Music and lyrics: John Kander & Fred Ebb
Book: Fred Ebb & Bob Fosse
Choreographer: Ann Reinking
Musical Director: Ben Atkinson
Reviewer: Barbara Michaels
(4 / 5)
Red-hot and sizzling, the multi-award winning musical Chicago, based on real life events in 1920s US, is back at the Wales Millennium Centre and judging by the bookings as popular as it was when it came here four years ago. With its theme of greed and corruption, the contemporary relevance doesn’t need to be spelled out although the main action takes place on Death Row, where nightclub singer Roxie Hart is standing trial for shooting her lover and the feisty Velma Kelly is up for double murder. Strong stuff indeed but the dark undercurrent of the story and plotline cannot be ignored, and neither should it be.
But – moving on – this is musical theatre, so let us not dwell on this. The wonderful musical numbers, toe-tapping and fast, are what makes this show so popular, along with the fast-paced choreography. Chicago is above all a showcase for the original choreography of the legendary Bob Fosse. The tunes come thick and fast, plunging straight into it with All That Jazz in Act I and never letting up, and the dancers amazing…

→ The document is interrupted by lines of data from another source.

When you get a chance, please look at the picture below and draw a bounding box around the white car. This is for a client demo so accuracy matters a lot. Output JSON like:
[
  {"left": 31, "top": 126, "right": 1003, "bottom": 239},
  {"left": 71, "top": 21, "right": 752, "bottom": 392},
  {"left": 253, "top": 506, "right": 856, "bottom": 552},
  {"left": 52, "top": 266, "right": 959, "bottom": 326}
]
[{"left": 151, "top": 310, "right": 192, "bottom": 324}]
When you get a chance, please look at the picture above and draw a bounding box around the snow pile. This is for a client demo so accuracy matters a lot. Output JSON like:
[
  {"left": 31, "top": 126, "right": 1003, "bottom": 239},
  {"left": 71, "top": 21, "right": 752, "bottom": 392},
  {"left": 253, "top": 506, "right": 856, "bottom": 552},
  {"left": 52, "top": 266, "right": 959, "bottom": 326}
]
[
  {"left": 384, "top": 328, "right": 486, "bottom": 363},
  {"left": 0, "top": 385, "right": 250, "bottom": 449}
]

Chicago has been performed on stage countless times, plus the memorable film version starring Catherine Zeta-Jones, and every director understandably wants to put his or her own mark on it in terms of character portrayal. Hayley Tamaddon is a low key Roxie with an air of fragility about her that belies the fact that this is one tough lady who will stoop as low as it takes to escape the death penalty. Although Roxie’s story is pivotal, it is her opposite number Velma who is the strongest here and Sophie Carmen-Jones give the role her all in no uncertain manner, displaying a versatility and, in Act II, an acrobatic ability that is truly amazing. While Carmen-Jones has the character to a T, Tamaddon’s Roxie is at times almost girl-next-door in her naivety.
Alternating in the role of Prison Matron Mama Morton, who believes in looking after ‘her girls’ – as long as her favours are reciprocated – are Gina Murray and Sam Bailey. Murray’s Mama threatened to bring the house down on press night as she belted out the iconic When You’re Good to Mama full throttle. Great stuff! A clever little cameo too by Francis Dee as ‘Not guilty’Hunyak. On the same evening, Kerry Spark took over the male lead in place of John Patrtridge, who was absent, in playing unscrupulous defence lawer Billy Flynn always on the lookout for number one and lining his pockets by defending about-to-be convicted murderers. Amos, Neil Ditt is an experienced actor who ‘gets’ the role of Roxie’s husband, the pathetic, incompetent and ignored ‘Mr Cellophane’ (to use the title of his song) off pat.
The staging is atmospheric and costumes a delight for the eye with deftly wielded chorus line feather fans in one of the later scenes, while the onstage orchestra under musical director Ben Atkinson, is superb, providing not only musical backing throughout but continuing to entertain after the show ends.